Is Not About Race

Some of you might recall a television situation comedy called “Taxi.” In it, comedian Andy Kaufman portrayed a foreign- born mechanic named Latka Gravas. Latka’s native country was never revealed, though it seemed like it belonged somewhere in the Balkans at a spot out of sight from the rest of the world.

In one memorable episode Latka happened to meet a woman from the old country named Simka Dahblitz (who had a strong resemblance to actress Carol Kane.) As luck, and script writing, would have it, the two fell in love. There was one serious problem, though. Although they were from the same country, each was from an ethnic group that despised the other. Simka was from the country’s mountain people, a group that to Latka’s valley-rooted family was decidedly underclass. A valley person dating a mountain person: What would the folks back home think?

I am not sure what the grudge was that the ground folks had with the hill toppers, but I am confident that the root cause was the same that has historically created tension among people—one group feeling like their life was being compromised by the other. In this case the valley people might have felt that the mountain neighbors were tapping into their river. Or the mountain people might have worried that the people below, because they were in greater numbers, controlled the politics.

That type of tension is ancient: the Jews feeling suppressed by the Romans or the Romans being thrashed by the Huns. It could probably date back to some Neanderthal swinging his club at a passerby who was sitting on his rock.

Impoverished white southern farmers never had much of an interest in the Civil War, which they regarded as a plantation owners’ battle, but after the war, when freed blacks began competing in the agriculture market, tensions began to rise. In Southern cities during Reconstruction the local white middle class felt its autonomy stepped on by northern carpetbaggers.

And so it has gone. Skin color per se is not really a cause of the tension except that, in some cases, it identifies one group to the other, but that is an imperfect measurement. In many ways the races get along better than activists and some politicians (who build a voter base off of tension) would ever acknowledge.

Clouding the situation are extremist groups, most often young men funneling their frustration into paramilitary organizations. From American extremists to those who have been radicalized in Europe and Asia, the joiners are usually in search of power and recognition in a life in which they have had neither.

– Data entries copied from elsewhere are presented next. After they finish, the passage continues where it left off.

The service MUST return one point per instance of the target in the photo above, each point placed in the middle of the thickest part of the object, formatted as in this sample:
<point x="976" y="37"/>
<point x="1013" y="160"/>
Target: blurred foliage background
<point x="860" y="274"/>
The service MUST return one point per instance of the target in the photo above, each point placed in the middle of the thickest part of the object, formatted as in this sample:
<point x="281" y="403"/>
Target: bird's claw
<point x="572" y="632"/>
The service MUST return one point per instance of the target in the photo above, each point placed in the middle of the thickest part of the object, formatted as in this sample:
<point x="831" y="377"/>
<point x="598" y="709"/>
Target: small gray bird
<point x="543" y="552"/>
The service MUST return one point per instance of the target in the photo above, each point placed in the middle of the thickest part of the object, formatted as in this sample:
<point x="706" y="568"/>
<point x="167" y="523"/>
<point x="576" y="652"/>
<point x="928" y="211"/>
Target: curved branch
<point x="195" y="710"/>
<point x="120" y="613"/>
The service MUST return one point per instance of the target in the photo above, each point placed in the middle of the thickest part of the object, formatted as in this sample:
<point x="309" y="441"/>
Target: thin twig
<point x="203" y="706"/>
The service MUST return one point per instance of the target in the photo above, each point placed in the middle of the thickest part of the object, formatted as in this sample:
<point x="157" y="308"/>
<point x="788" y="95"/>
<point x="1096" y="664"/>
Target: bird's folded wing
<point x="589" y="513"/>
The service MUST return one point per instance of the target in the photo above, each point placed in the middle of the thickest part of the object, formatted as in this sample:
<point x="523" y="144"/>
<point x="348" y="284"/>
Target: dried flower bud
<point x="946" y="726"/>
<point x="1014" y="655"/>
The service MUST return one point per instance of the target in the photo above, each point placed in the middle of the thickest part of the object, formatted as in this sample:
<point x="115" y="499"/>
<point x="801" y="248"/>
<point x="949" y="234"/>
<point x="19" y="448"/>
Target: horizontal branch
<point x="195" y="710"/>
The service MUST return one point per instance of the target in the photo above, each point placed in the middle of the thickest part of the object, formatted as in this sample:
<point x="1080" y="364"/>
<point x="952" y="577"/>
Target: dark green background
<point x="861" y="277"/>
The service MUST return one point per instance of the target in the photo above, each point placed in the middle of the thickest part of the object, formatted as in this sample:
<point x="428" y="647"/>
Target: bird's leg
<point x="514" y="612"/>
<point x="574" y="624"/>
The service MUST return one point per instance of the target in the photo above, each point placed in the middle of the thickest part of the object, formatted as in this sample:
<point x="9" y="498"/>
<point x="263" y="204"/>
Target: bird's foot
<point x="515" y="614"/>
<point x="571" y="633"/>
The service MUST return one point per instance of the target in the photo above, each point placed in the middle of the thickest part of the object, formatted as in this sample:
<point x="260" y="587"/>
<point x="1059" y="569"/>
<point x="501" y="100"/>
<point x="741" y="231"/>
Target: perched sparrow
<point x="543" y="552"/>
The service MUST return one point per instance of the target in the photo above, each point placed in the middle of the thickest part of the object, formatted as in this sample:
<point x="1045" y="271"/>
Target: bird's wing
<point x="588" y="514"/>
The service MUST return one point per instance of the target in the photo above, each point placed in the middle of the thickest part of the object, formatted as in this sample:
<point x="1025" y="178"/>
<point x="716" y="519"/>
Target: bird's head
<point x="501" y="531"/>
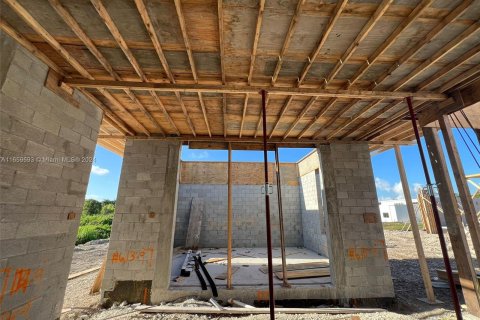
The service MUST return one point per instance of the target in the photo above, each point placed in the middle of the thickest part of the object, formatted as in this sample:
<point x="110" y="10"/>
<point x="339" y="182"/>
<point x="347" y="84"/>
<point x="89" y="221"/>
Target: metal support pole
<point x="441" y="237"/>
<point x="280" y="218"/>
<point x="230" y="220"/>
<point x="267" y="209"/>
<point x="422" y="261"/>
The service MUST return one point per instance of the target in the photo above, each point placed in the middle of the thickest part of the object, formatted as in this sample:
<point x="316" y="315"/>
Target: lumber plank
<point x="195" y="223"/>
<point x="244" y="311"/>
<point x="307" y="273"/>
<point x="298" y="266"/>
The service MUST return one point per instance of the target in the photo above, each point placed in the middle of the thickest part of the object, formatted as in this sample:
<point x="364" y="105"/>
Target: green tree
<point x="104" y="202"/>
<point x="108" y="208"/>
<point x="92" y="207"/>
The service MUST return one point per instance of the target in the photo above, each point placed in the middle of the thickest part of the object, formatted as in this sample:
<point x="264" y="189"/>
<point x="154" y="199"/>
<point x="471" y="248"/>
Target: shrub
<point x="92" y="232"/>
<point x="107" y="208"/>
<point x="91" y="206"/>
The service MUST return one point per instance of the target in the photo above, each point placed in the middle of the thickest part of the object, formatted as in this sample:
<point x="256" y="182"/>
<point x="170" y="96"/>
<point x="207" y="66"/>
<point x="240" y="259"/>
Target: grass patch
<point x="93" y="227"/>
<point x="393" y="226"/>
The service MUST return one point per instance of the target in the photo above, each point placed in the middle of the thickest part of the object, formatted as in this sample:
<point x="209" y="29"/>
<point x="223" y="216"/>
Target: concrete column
<point x="456" y="232"/>
<point x="141" y="243"/>
<point x="358" y="255"/>
<point x="47" y="148"/>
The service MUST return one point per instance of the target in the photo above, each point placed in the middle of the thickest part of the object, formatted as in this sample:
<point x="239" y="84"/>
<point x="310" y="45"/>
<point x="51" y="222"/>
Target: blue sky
<point x="107" y="166"/>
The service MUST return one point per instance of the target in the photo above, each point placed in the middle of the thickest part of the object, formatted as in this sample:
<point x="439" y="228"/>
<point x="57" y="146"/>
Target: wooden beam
<point x="300" y="116"/>
<point x="220" y="39"/>
<point x="466" y="271"/>
<point x="336" y="117"/>
<point x="427" y="63"/>
<point x="438" y="55"/>
<point x="188" y="48"/>
<point x="381" y="9"/>
<point x="457" y="12"/>
<point x="464" y="58"/>
<point x="152" y="32"/>
<point x="76" y="28"/>
<point x="120" y="125"/>
<point x="308" y="92"/>
<point x="348" y="122"/>
<point x="23" y="13"/>
<point x="318" y="116"/>
<point x="409" y="54"/>
<point x="288" y="38"/>
<point x="416" y="233"/>
<point x="462" y="185"/>
<point x="229" y="220"/>
<point x="112" y="27"/>
<point x="24" y="42"/>
<point x="419" y="9"/>
<point x="152" y="29"/>
<point x="310" y="59"/>
<point x="282" y="112"/>
<point x="258" y="27"/>
<point x="225" y="115"/>
<point x="244" y="112"/>
<point x="341" y="4"/>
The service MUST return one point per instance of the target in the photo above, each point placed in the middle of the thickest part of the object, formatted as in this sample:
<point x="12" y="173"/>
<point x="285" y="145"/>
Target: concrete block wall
<point x="141" y="241"/>
<point x="47" y="147"/>
<point x="248" y="215"/>
<point x="313" y="215"/>
<point x="360" y="262"/>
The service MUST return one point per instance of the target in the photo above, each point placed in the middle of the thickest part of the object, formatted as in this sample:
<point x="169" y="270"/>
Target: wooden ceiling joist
<point x="391" y="40"/>
<point x="35" y="25"/>
<point x="8" y="29"/>
<point x="455" y="14"/>
<point x="286" y="42"/>
<point x="461" y="60"/>
<point x="305" y="92"/>
<point x="258" y="28"/>
<point x="188" y="48"/>
<point x="341" y="84"/>
<point x="422" y="67"/>
<point x="325" y="33"/>
<point x="382" y="8"/>
<point x="111" y="26"/>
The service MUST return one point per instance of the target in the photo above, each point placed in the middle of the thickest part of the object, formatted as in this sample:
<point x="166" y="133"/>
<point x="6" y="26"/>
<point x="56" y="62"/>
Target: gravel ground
<point x="405" y="272"/>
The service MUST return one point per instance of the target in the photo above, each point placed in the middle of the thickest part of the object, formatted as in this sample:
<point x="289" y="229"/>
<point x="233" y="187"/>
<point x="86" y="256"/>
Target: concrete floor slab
<point x="249" y="261"/>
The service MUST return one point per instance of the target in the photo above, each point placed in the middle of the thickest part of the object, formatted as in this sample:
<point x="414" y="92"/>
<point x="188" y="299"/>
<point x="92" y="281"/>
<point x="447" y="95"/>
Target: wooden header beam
<point x="186" y="88"/>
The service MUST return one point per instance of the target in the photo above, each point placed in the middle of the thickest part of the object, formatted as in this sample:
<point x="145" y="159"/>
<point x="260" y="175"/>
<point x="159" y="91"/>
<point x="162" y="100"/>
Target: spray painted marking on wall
<point x="358" y="254"/>
<point x="144" y="255"/>
<point x="18" y="281"/>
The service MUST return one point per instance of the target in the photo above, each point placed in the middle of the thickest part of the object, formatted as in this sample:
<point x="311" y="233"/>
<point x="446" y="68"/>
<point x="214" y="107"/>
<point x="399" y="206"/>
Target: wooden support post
<point x="416" y="233"/>
<point x="267" y="209"/>
<point x="462" y="185"/>
<point x="468" y="278"/>
<point x="230" y="219"/>
<point x="280" y="218"/>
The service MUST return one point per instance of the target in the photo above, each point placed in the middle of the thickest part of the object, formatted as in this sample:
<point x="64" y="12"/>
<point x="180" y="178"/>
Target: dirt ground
<point x="78" y="304"/>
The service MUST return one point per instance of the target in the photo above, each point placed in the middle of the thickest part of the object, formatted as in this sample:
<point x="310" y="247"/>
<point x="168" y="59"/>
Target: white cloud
<point x="398" y="190"/>
<point x="198" y="155"/>
<point x="382" y="184"/>
<point x="99" y="171"/>
<point x="417" y="186"/>
<point x="94" y="197"/>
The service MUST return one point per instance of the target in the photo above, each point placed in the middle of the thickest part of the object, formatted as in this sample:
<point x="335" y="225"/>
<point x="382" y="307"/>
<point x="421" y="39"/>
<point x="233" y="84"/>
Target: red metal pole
<point x="267" y="210"/>
<point x="443" y="246"/>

There is no simple solution to a problem that is so ancient and entrenched. A first step though, especially for political leaders, would be to ditch the rhetoric. (The word “racist,” or its derivatives, is a loaded term, which often relies on stereotypes, and that itself is a form of bigotry.)

We need leaders with the wisdom to better grasp each other’s history, and if not to endorse it to at least understand it.

Eventually all of us who live in the valley should visit the top of the mountain.